In het achtste lid wordt geregeld dat gemeenten een open toegang moeten bevorderen voor dienstaanbieders tot netwerken waarbij zij een belang heeft. Voor de ontwikkeling van concurrerende en innovatieve dienstverlening is open, non discriminatoire toegang voor dienstenaanbieders tot infrastructuren van groot belang. Daarom is het wenselijk dat overheden die bij de ontwikkeling van infrastructuur zijn betrokken open toegang bevorderen.

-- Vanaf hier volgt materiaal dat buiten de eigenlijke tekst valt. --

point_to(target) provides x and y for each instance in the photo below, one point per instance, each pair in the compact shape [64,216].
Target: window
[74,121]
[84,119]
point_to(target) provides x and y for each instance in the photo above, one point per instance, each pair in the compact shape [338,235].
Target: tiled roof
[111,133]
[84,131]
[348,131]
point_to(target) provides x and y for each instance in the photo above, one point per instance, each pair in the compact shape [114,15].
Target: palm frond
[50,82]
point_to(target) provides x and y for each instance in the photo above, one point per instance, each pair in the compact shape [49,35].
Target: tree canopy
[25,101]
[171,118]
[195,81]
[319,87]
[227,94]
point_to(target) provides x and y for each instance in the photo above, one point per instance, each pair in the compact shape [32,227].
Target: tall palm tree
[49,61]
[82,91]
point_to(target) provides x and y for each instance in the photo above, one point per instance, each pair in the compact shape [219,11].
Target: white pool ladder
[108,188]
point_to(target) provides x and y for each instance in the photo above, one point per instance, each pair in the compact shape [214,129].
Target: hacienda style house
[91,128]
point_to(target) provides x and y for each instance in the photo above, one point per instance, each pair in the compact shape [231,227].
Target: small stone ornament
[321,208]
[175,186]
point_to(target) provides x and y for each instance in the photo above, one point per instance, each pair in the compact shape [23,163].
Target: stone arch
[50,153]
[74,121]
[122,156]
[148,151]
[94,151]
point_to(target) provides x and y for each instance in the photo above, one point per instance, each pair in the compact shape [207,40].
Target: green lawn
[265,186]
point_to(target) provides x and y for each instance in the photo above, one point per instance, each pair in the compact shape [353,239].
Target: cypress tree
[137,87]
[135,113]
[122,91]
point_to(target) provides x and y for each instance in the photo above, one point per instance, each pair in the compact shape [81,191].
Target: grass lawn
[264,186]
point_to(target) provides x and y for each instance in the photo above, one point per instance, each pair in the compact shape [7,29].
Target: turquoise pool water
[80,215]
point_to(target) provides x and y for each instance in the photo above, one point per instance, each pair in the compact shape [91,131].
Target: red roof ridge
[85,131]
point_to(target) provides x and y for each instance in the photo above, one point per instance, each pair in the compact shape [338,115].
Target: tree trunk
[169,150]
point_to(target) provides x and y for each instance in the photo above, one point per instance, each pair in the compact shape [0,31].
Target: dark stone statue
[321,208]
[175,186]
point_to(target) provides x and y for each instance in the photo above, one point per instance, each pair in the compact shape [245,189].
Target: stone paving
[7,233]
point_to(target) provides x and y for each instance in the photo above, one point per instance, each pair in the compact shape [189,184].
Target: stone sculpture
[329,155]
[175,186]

Het negende lid geeft uitdrukking aan het gelijkheidsbeginsel. In deze bepaling is expliciet opgenomen dat burgemeester en wethouders bij het stellen van voorschriften in een instemmingsbesluit hun «eigen» netwerken niet mogen bevoordelen boven netwerken, die door concurrerende aanbieders worden aangeboden.

Onderdeel B

Onderdeel D wijzigt artikel 15.1 van de wet waarin het toezicht op de naleving van de Telecommunicatiewet wordt geregeld. Dit toezicht was ten aanzien van artikel 5.15 uit het oorspronkelijke wetsvoorstel neergelegd bij het college van de Onafhankelijke Post en Telecommunicatie Autoriteit (het college), aangezien de oorspronkelijk voorgestelde bepaling zich richtte tot ondernemingen die openbare elektronische communicatienetwerken of -diensten aanbieden. Nu deze bepaling zich richt tot bestuursorganen van de gemeenten wordt volstaan met het gebruikelijke toezicht op het handelen van gemeenten (zoals vernietigingsrecht Kroon). Daarnaast kunnen ondernemingen die van oordeel zijn dat artikel 5.15 wordt overtreden een beroep doen op de rechter. Het toezicht op het verrichten van economische activiteiten door bestuursorganen raakt de problematiek van het wetsvoorstel tot wijziging van de Mededingingswet ter invoering van regels inzake ondernemingen die van overheidswege over een bijzondere positie beschikken en inzake ondernemingen die deel uitmaken van een publiekrechtelijke rechtspersoon of die hiermee zijn verbonden («Markt en Overheid»), dat thans voor advies voorligt bij de Raad van State. Het advies van de Raad en het politieke debat over bovenstaande wetsvoorstel afwachtende zal ik bezien of een speciale voorziening moet worden getroffen inzake het toezicht op deze bepaling.

Onderdeel C

Hierin wordt geregeld dat voor gemeenten die voor de inwerkingtreding van deze wet reeds economische activiteiten verrichtten met betrekking tot het aanbieden van openbare elektronische communicatienetwerken, maar deze nog niet hebben ondergebracht in een aparte rechtspersoon een overgangstermijn geldt van een jaar, waarna ze moeten voldoen aan het gestelde in artikel 5.15, eerste lid.